Step 1: Define Transport Boundaries
Separate server-to-client pushes from client-to-server mutations. Unidirectional data (notifications, AI tokens, metrics) should use SSE or HTTP/2 streaming. Bidirectional state (chat messages, cursor positions, game ticks) requires WebSockets. This separation allows independent scaling, different timeout policies, and CDN compatibility for streaming endpoints.
Step 2: Implement the SSE Endpoint
Server-Sent Events run over standard HTTP. The server sets Content-Type: text/event-stream, disables caching, and writes formatted event blocks. Browsers handle reconnection automatically via the retry field.
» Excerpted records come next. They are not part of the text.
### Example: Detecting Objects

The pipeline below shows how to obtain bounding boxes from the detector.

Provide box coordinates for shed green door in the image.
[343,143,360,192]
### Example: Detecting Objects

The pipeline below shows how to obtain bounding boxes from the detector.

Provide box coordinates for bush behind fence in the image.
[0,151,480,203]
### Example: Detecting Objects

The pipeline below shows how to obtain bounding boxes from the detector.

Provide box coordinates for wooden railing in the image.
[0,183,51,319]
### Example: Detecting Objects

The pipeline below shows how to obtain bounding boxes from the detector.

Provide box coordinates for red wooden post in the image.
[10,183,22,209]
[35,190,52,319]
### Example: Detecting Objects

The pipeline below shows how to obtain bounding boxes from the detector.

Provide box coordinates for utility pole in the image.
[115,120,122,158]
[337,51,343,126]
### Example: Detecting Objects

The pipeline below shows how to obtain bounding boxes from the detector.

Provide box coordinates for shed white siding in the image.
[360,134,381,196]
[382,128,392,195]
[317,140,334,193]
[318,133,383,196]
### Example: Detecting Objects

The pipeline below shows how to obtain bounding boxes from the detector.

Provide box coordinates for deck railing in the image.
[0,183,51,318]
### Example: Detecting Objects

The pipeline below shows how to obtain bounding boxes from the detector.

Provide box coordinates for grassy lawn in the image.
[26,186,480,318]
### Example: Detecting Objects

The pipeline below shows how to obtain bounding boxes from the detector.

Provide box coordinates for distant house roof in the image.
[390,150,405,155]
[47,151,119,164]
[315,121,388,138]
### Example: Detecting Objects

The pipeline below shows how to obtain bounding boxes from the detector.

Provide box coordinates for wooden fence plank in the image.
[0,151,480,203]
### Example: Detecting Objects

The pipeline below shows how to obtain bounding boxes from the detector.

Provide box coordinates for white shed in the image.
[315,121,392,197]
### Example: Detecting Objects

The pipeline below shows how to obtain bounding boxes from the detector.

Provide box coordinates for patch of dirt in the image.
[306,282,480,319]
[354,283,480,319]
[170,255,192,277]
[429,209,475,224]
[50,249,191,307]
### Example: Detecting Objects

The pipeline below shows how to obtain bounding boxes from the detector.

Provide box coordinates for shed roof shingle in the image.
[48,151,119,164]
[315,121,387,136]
import { createServer, IncomingMessage, ServerResponse } from 'http';
interface StreamPayload {
id: string;
type: 'update' | 'heartbeat' | 'error';
data: Record<string, unknown>;
}
class EventStreamController {
private clients: Set<ServerResponse> = new Set();
subscribe(req: IncomingMessage, res: ServerResponse): void {
res.writeHead(200, {
'Content-Type': 'text/event-stream',
'Cache-Control': 'no-cache',
'Connection': 'keep-alive',
'X-Accel-Buffering': 'no'
});
this.clients.add(res);
req.on('close', () => this.clients.delete(res));
res.on('finish', () => this.clients.delete(res));
// Initial connection acknowledgment
this.pushToClient(res, {
id: crypto.randomUUID(),
type: 'update',
data: { status: 'connected' }
});
}
broadcast(payload: StreamPayload): void {
const formatted = `id: ${payload.id}\nevent: ${payload.type}\ndata: ${JSON.stringify(payload.data)}\n\n`;
for (const client of this.clients) {
if (!client.writableEnded) {
client.write(formatted);
}
}
}
private pushToClient(res: ServerResponse, payload: StreamPayload): void {
if (!res.writableEnded) {
res.write(`id: ${payload.id}\nevent: ${payload.type}\ndata: ${JSON.stringify(payload.data)}\n\n`);
}
}
}
const streamController = new EventStreamController();
const server = createServer((req, res) => {
if (req.url === '/stream/telemetry') {
streamController.subscribe(req, res);
} else {
res.writeHead(404);
res.end();
}
});
server.listen(3000, () => console.log('Realtime service running on :3000'));
Step 3: Implement the WebSocket Broker
Bidirectional communication requires explicit message framing, connection lifecycle management, and application-level heartbeats. Unlike SSE, WebSocket clients do not auto-reconnect; the application must handle reconnection logic.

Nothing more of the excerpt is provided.